Rapid Diagnosis

Israeli Team Develops Tool to Predict Spread of Cancerous Tumors

Technion researchers testing new method that could provide results in hours.

Sample of a metastatic cell (top row) which pushes at the gel, shown by the white particles, whereas a non-malignant cell (bottom row) adheres to the gel.
Dr. Martha Alvarez-Elizondo

Israeli scientists have developed a method for early, rapid prediction of cancer metastases, which could provide vital information on the spread of the disease,within hours instead of weeks.

The new research approach, developed at the Technion Israel Institute of Technology, Haifa, is based on analyzing and characterizing the cancerous tumors according to their mechanical or physical attributes, which can then provide a tool for predicting the type, location and likelihood of metastases.

This approach has been spreaheaded in recent years by Prof. Daphne Weihs of the Technion’s Biomedical Engineering Faculty and head of the Technion’s laboratory for Mechanobiology of Cancer and Wounds.

Recently Weihs’ team started testing the approach on patients with cancerous tumors in the pancreas, stomach and breast and on children with bone cancer, in collaboration with colleagues in the Rambam Medical Center.

The scientists’ aim is to identify the transition from a local cancerous tumor to invasive cancer. Unlike the treatment for primary tumors, which is highly effective today, treating metastases is more complicated. The metastases spread to healthy organs through the blood and lymph systems and are hard to identify in the early stages. By the time they are traced they are generally large and have spread considerably, making treatment complicated and challenging.

Prof. Daphne Weihs.
Dr. Martha Alvarez-Elizondo

“The idea is to take an engineering approach in looking at the cells’ physical attributes and their interaction with the environment. For example, if they’re stiff or soft, how they can change shape to squeeze into narrow places or what force they can apply,” Weihs told Haaretz.
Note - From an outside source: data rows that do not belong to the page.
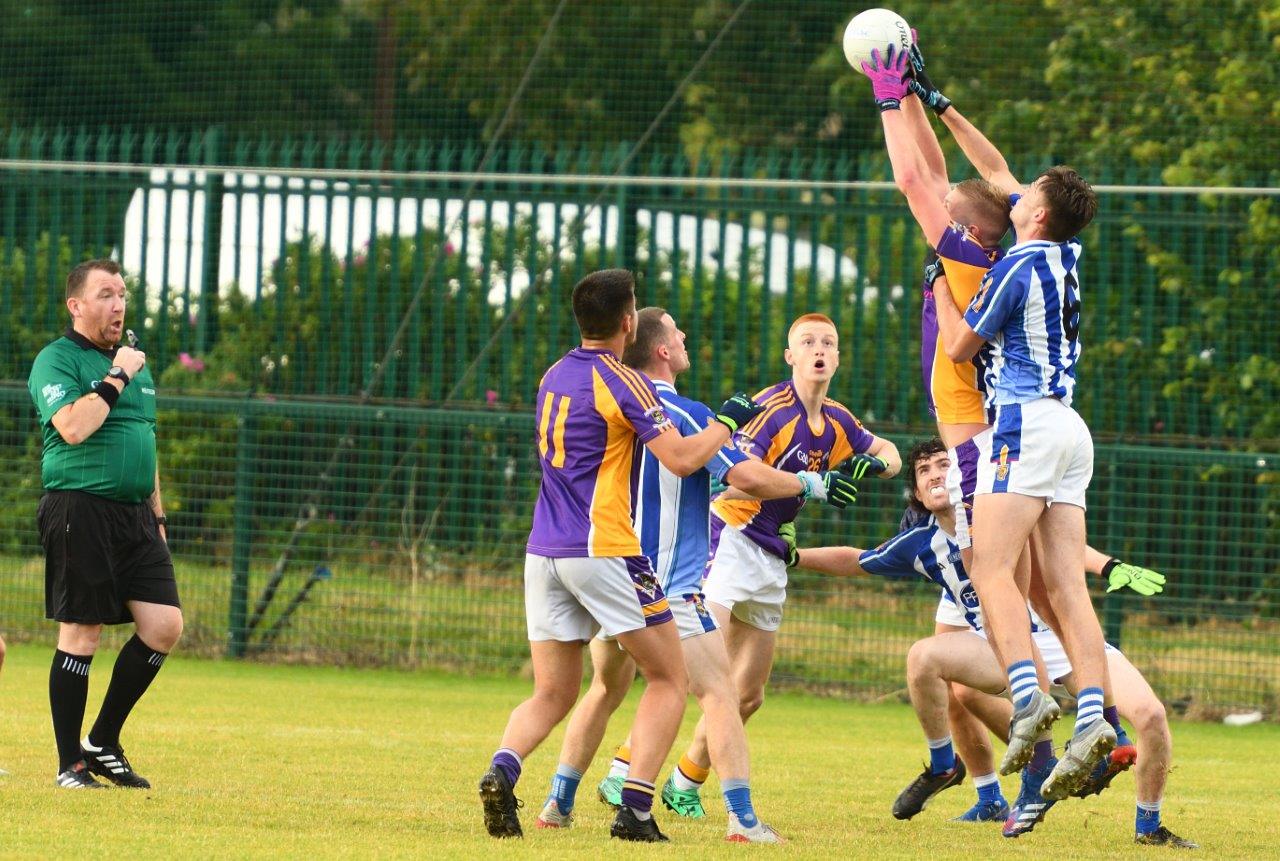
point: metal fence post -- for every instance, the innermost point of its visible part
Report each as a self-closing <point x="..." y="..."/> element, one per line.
<point x="206" y="334"/>
<point x="242" y="532"/>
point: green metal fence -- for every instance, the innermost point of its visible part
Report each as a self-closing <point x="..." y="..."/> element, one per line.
<point x="269" y="300"/>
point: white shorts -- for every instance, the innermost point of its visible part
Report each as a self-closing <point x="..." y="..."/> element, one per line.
<point x="950" y="614"/>
<point x="1052" y="653"/>
<point x="1056" y="663"/>
<point x="1036" y="449"/>
<point x="691" y="617"/>
<point x="570" y="599"/>
<point x="748" y="581"/>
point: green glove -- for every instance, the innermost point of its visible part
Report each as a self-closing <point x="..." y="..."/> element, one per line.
<point x="737" y="411"/>
<point x="1144" y="581"/>
<point x="832" y="488"/>
<point x="787" y="532"/>
<point x="860" y="465"/>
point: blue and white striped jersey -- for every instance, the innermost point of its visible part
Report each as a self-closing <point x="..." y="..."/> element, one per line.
<point x="924" y="550"/>
<point x="672" y="513"/>
<point x="1028" y="308"/>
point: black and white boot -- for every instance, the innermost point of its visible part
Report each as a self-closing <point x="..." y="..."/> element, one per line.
<point x="78" y="777"/>
<point x="110" y="763"/>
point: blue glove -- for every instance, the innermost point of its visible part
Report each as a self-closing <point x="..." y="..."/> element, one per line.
<point x="920" y="83"/>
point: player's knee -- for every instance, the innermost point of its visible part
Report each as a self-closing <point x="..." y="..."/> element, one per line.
<point x="919" y="660"/>
<point x="80" y="640"/>
<point x="161" y="631"/>
<point x="749" y="703"/>
<point x="1151" y="719"/>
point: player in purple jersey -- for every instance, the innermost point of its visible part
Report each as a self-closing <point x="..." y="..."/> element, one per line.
<point x="672" y="522"/>
<point x="1037" y="459"/>
<point x="800" y="429"/>
<point x="584" y="569"/>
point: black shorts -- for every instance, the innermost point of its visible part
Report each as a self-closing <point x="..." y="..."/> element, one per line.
<point x="99" y="554"/>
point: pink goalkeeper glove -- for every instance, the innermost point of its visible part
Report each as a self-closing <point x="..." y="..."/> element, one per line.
<point x="890" y="83"/>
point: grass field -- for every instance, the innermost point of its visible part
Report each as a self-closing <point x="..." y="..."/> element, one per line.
<point x="256" y="760"/>
<point x="842" y="636"/>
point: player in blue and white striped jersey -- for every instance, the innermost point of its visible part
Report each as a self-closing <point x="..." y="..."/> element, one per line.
<point x="1034" y="463"/>
<point x="928" y="549"/>
<point x="672" y="521"/>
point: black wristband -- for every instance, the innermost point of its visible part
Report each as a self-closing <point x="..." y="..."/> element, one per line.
<point x="108" y="393"/>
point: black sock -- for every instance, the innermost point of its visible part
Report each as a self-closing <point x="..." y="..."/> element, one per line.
<point x="68" y="690"/>
<point x="137" y="664"/>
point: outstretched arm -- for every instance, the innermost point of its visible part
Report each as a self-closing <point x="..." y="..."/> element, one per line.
<point x="931" y="152"/>
<point x="981" y="152"/>
<point x="910" y="170"/>
<point x="839" y="562"/>
<point x="912" y="177"/>
<point x="959" y="340"/>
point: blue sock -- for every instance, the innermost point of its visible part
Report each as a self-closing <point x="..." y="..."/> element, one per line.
<point x="988" y="789"/>
<point x="1022" y="682"/>
<point x="510" y="763"/>
<point x="1041" y="755"/>
<point x="1088" y="706"/>
<point x="1112" y="715"/>
<point x="565" y="787"/>
<point x="737" y="800"/>
<point x="1148" y="816"/>
<point x="942" y="756"/>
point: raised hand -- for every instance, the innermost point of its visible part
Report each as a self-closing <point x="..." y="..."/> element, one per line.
<point x="888" y="77"/>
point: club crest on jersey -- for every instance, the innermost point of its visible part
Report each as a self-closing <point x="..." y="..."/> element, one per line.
<point x="696" y="600"/>
<point x="981" y="297"/>
<point x="657" y="415"/>
<point x="1002" y="470"/>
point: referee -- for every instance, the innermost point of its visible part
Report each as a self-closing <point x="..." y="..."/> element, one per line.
<point x="101" y="523"/>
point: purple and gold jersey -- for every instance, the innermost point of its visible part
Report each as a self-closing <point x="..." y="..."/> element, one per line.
<point x="592" y="412"/>
<point x="955" y="388"/>
<point x="785" y="438"/>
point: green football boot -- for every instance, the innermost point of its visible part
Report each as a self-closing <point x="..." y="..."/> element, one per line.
<point x="682" y="802"/>
<point x="611" y="791"/>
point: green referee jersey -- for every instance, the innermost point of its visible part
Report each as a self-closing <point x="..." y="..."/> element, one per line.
<point x="118" y="461"/>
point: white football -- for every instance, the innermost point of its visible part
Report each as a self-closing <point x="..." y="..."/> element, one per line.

“Characterizing those features enables us not only to distinguish between a benign and cancerous tumor, it can provide rapid information about the tumor’s level of aggressiveness, the chance that it will send out metastases, and the likelihood of metastases appearing in various organs. For example, looking at the cells’ ‘strength’ together with their motility, we hope to identify whether they will spread to other parts of the body or reappear in the same place,” she says.

The mechanical characterization of the cancer cells is conducted by means of synthetic gel surfaces produced in Weihs’ laboratory to simulate the stiffness of soft body tissue, while serving as an obstacle to the cancer cells. The gel surfaces enable studying the conditions in which the cells apply force on the environment they try to invade. The scientists can measure the force the cells apply and characterize the differences between different kinds of cancer cells. The cells’ physical attributes are a vital, inseparable part of the cancerous tumor’s ingenuity and survival ability.
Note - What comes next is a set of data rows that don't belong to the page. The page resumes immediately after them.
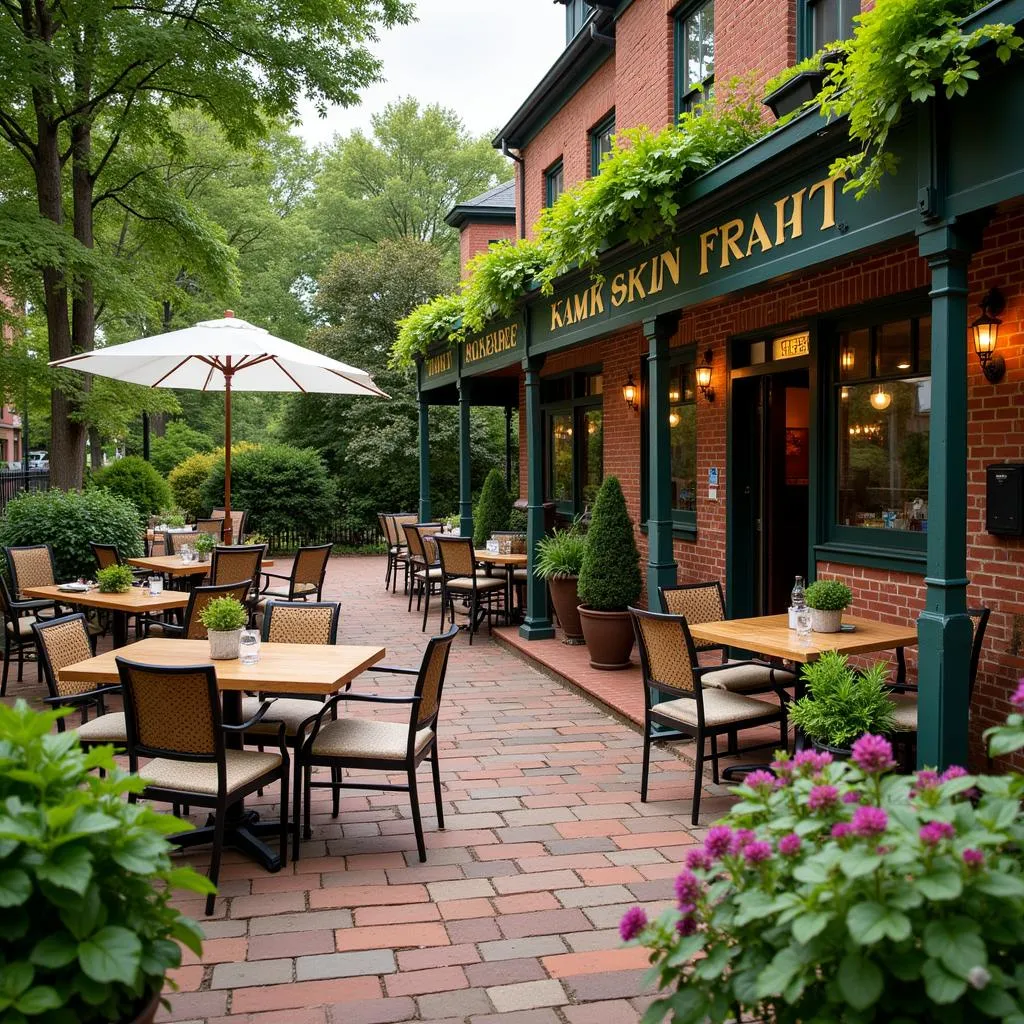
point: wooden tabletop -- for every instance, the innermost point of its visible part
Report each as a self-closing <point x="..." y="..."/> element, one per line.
<point x="135" y="600"/>
<point x="284" y="668"/>
<point x="771" y="635"/>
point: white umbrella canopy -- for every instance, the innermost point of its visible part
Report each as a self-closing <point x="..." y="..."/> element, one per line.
<point x="227" y="354"/>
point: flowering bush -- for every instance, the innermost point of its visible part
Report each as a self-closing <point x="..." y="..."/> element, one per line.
<point x="840" y="892"/>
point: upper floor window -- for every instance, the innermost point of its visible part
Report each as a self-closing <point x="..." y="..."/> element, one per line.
<point x="600" y="141"/>
<point x="694" y="54"/>
<point x="554" y="182"/>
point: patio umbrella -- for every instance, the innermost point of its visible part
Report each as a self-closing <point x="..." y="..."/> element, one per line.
<point x="227" y="354"/>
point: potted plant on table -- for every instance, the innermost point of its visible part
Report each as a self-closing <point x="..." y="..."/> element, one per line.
<point x="841" y="704"/>
<point x="86" y="881"/>
<point x="609" y="580"/>
<point x="224" y="619"/>
<point x="827" y="599"/>
<point x="559" y="559"/>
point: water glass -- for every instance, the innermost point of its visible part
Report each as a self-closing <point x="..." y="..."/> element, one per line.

“The cancer cell aspires to invade and take over healthy tissue, so cancer cells have developed structural pliability that enables them to soften or stiffen swiftly to squeeze through small areas,” Weihs says.

Apparently cancer cells interact differently with the surrounding tissue than benign ones. The vertical force cancer cells apply on surrounding tissue is stronger, and the attempt to penetrate is more forceful, with greater cell motility. “These are the clues that can help us to trace these cells early and quickly on the basis of their mechanical characteristics. These abilities are caused by genetic changes, but with the approach we developed there’s no need for information about these [genetic] changes,” she says.

Various methods have been developed in recent decades to identify cells’ metastatic potential, but most of them are based on identifying genetic and biological changes in cancer cells. According to Weihs, these systems are expensive, take a long time to provide information and are inapplicable to certain kinds of cancer, like pancreatic cancer.

“With this discovery we intend to move ahead and develop a rapid, quantitative prediction of metastases formation and mechanical invasiveness of cancer cells – we’re talking about something that could yield results in two to three hours instead of several weeks,” she says.

That would enable treatment to begin at an earlier stage and could help slow down and combat metasteses.